Around several of the tents and shacks, there are small, ragged gardens—new plantings and remnants of summer vegetable gardens. There are a few things left to harvest: big squashes, pumpkins, and gourds still growing along with carrots, peppers, greens, and a little corn. Good, cheap, filling foods. Not enough protein, but perhaps the people hunt. There must be game around here, and I saw plenty of guns. People wear holstered handguns or carry rifles or shotguns. The men in particular go armed.
They all stared at us.
As we went past, people stopped their gardening, outdoor cooking, or whatever to stare at us. We had pushed ourselves, had been eager to arrive ahead of the crowd I believe will soon come in from the Bay Area. So we didn’t arrive with the usual human river. Yet by ourselves we are enough of a crowd to make the local squatters nervous. They let us alone, though. Except during disaster-induced feeding frenzies like the ones after the earthquake, most people let one another alone. I think Dominic and Justin are making it easier for us to fit in. Justin, now tethered to Allie’s wrist, runs around staring at the squatters until they make him nervous. Then he runs back to Allie and demands to be carried. He’s a cute little kid. Lean, grim-faced people tend to smile at him.

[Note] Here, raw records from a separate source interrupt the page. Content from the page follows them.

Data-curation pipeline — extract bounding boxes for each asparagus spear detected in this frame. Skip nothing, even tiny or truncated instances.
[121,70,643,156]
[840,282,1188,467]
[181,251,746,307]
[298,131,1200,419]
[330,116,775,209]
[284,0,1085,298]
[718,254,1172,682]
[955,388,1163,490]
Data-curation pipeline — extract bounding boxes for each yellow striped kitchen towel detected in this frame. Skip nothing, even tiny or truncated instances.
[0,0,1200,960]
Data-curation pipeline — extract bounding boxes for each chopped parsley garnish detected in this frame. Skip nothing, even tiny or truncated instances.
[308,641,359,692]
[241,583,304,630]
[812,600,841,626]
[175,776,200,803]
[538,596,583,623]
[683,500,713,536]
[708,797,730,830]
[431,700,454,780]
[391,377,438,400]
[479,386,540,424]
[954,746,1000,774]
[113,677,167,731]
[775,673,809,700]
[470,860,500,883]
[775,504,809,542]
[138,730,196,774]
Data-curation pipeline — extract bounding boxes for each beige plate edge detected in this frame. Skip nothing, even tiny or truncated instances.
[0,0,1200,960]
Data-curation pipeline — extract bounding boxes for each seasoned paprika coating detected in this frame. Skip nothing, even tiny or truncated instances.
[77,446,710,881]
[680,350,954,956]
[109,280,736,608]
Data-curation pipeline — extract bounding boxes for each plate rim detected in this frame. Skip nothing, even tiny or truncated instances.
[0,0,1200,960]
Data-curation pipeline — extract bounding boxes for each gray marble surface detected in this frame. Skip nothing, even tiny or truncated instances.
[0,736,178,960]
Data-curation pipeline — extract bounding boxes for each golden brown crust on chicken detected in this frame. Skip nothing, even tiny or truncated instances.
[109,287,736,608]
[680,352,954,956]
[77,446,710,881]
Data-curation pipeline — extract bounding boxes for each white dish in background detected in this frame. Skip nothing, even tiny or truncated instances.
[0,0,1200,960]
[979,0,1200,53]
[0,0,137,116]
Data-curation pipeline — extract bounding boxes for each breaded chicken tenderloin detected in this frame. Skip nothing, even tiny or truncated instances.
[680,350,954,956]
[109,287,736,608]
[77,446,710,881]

No one shot at us or challenged us as we walked along the highway. No one bothered us later when we left the highway and headed into the trees toward what we thought might be a good area. We found old campsites and toilet places and avoided them. We didn’t want to be within sight of the highway or of anyone else’s tent or shack. We wanted privacy, not too many rocks to sleep on, and a way of reaching the water that didn’t put us too much on display. We looked for over an hour until we found an isolated old campsite, long abandoned and a little higher upslope than others we’d seen. It suited all of us. Then, with hours of daylight left, we rested in enormous comfort and laziness, knowing we had the rest of today and all of tomorrow to do almost nothing. Natividad fed Dominic and the two of them drifted off to sleep. Allie followed her example with Justin, although preparing him a meal was a little more complicated. Both women had more reason to be tired and to need sleep than the rest of us, so we left them out when we drew lots for a watch schedule—one for day and night. We shouldn’t get
too
comfortable. Also, we agreed that no one should go off exploring or getting water alone. I thought the couples would soon start going off together—And I thought it was just about time for Bankole and me to have that talk.